Military conflict, deglobalisation and climate change – The future of feeding the world
Sir Charles Godfray is a population biologist and the Director of Oxford Martin School. He has published work in ecology, evolution and epidemiology, and a particular interest in how the world’s food system will need to adapt to cope with challenges such as climate change.
At the City Food and Drink Lecture at the Guildhall, London, Godfray spoke about the immense progress made in the past few decades in bringing people out of poverty and helping them eat well.
He also warned of the challenges ahead for the global food system, such as instability and military conflict, the dangers of deglobalisation, and climate change.
Education, wealth and population growth
One of the biggest factors in being able to feed the world is being aware of the growing number of mouths to feed. The world’s population recently, of course, reached eight billion.
As a population biologist, Godfray is optimistic about how well population, and the causes for its growth, is now understood. “Probably the most extraordinary thing in my adult intellectual life,” he said, “is that we now know that if we bring people out of poverty, if we educate children, especially girls, if we provide access to reproductive health care, then human fertility, humans fecundity, reduces.”
However, the world becoming richer is not without its challenges. “When populations get richer,” Godfray pointed out, “they demand more meat, they demand other foods that require more resources to produce. We will see demand for food going up this century.
“So the extra calories we’ll need to produce to feed that 10bn rough population is somewhere between 30 or 60% increase on what it is now.”
This, suggested Godfray, presents some challenges for the UK. “My personal opinion,” said Godfray, “is that we should try and increase the amount of food that we produce to meet this global demand, and actually do something good for the economy.
“We can actually produce more food, we can have better biodiversity, and we can use the land for other things, such as carbon sequestration, such as climate action.”
In the end, Godfray recommended sustainable intensification, which is when production on agricultural land is increased using sustainable methods.
“That has all sorts of different components,” he said. “It has a genetic intensification, has a breeding ecological intensification, using many of the insights from the non-traditional farming practices of anchoring regenerative agriculture.
“It's going to be associated with a high-intensity, high-yielding agriculture . . . there'll be other times when we have within the same farm very much a multifunctional approach, producing some food but sacrificing some yields, for example, for biodiversity.”
Conflict and hunger
Despite this optimism, in many parts of the world hunger and malnourishment is not decreasing.
“We are having problems with an increase in the number of people who are seriously hungry,” said Godfray. “But if you look at where these people are, they are largely in the areas where there are civil or international conflict environments.”
According to Action Against Hunger, an NGO, the six countries where hunger is most severe are Afghanistan, Nigeria, Ethiopia, Somalia, South Sudan and Yemen – all who are, or who were recently, involved in armed conflict, involving both formal wars and insurgencies.
Godfray asks “what are the problems within the food system, and what are the problems, in this case, associated with geopolitics?”
The threat of (and to) the food system
The food system contributes significantly towards climate change.
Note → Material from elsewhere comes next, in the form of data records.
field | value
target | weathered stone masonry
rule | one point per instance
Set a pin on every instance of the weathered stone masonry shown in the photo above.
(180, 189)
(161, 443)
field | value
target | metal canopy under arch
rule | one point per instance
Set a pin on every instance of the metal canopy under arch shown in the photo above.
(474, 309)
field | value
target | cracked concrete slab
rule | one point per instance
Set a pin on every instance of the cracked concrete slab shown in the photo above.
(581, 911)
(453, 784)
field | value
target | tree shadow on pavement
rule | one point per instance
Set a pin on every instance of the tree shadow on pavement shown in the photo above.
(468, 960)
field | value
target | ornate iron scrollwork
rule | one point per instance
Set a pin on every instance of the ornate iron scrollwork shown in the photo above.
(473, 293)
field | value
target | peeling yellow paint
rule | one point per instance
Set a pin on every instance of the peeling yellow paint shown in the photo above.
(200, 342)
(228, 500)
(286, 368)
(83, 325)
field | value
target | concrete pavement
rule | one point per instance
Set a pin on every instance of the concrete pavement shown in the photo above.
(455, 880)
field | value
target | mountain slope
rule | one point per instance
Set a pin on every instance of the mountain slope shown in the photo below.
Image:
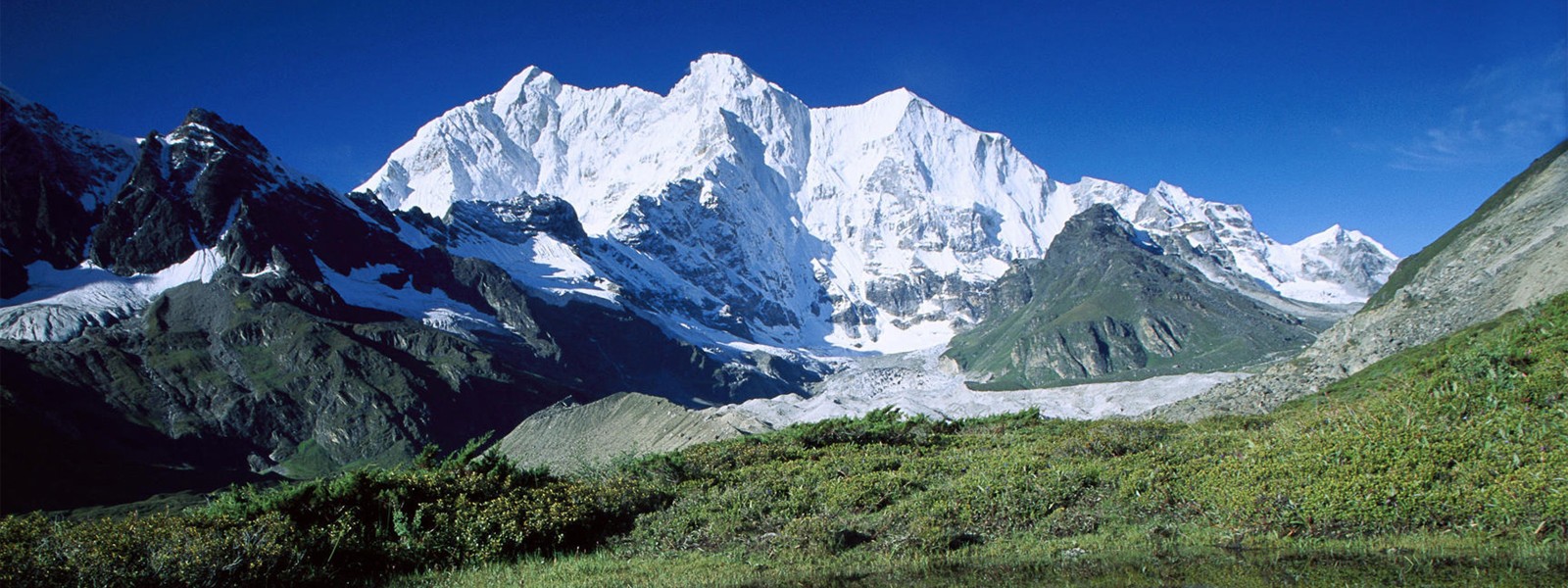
(742, 214)
(1510, 253)
(1107, 303)
(57, 179)
(232, 318)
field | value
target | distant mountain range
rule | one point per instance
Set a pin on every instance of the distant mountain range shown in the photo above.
(187, 303)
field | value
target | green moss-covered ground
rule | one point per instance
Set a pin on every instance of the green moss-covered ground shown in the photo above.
(1446, 465)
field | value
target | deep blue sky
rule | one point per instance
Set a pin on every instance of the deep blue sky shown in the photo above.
(1395, 118)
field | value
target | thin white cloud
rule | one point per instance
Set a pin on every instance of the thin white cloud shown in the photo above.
(1504, 114)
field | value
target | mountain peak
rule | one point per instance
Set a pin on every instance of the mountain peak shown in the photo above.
(530, 80)
(206, 125)
(715, 74)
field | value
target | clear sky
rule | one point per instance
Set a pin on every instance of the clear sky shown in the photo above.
(1395, 118)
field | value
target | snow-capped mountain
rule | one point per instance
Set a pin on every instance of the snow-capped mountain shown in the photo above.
(731, 209)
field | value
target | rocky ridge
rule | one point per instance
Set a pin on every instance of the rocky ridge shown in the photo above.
(1510, 253)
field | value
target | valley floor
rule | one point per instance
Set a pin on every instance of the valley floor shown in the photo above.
(1439, 466)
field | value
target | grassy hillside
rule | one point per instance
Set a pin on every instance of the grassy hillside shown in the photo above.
(1443, 465)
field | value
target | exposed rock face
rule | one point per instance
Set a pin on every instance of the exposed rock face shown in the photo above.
(1109, 303)
(734, 209)
(1510, 253)
(55, 179)
(245, 318)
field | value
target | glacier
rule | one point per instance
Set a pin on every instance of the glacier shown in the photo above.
(731, 208)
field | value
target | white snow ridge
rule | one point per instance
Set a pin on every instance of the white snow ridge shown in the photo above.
(862, 227)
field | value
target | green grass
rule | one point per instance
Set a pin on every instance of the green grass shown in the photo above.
(1411, 266)
(1445, 465)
According to Godfray, even if we got rid of all other causes of climate change, the global food system would still push us over the 1.5 °C of warming above industrial levels threshold that would cause significant damage to the planet.
However, for over a billion people around the world, animal agriculture, provides their livelihood. Without it, many would not survive. Godfray understands that a compromise needs to be made between cutting down on meat and dairy production, and sustaining the livelihoods of those who produce it.
“This is an unpopular opinion,” Godfray said, “but if we have any hope globally of reaching net zero, we do need to eat less meat and dairy. And I think we have to do this with a non-judgmental narrative.
“And we have to take cognizance of the people whose livelihoods depend on producing dairy and livestock at the moment. We should be looking at alternative income streams that can tie into those farms.”
Deglobalising the food system?
According to Godfray, we are in a period of deglobalisation, the fragmentation of a supply chain that once stretched around the world.
“We need to be really sure that the global food system is resilient to the shocks that might be thrown at it,” Godfray warns.
“We’re going through a period of deglobalisation. Now deglobalisation is possible for, say, semiconductor manufacturing, you can build a platform in China, the United States or Europe.
“You can't move the Argentinian wheat basket to somewhere else. We have to have a globalised food system. And I worry about some of the corollaries of deglobalisation in other areas other areas may have transaction costs that make the global food system less reliable.”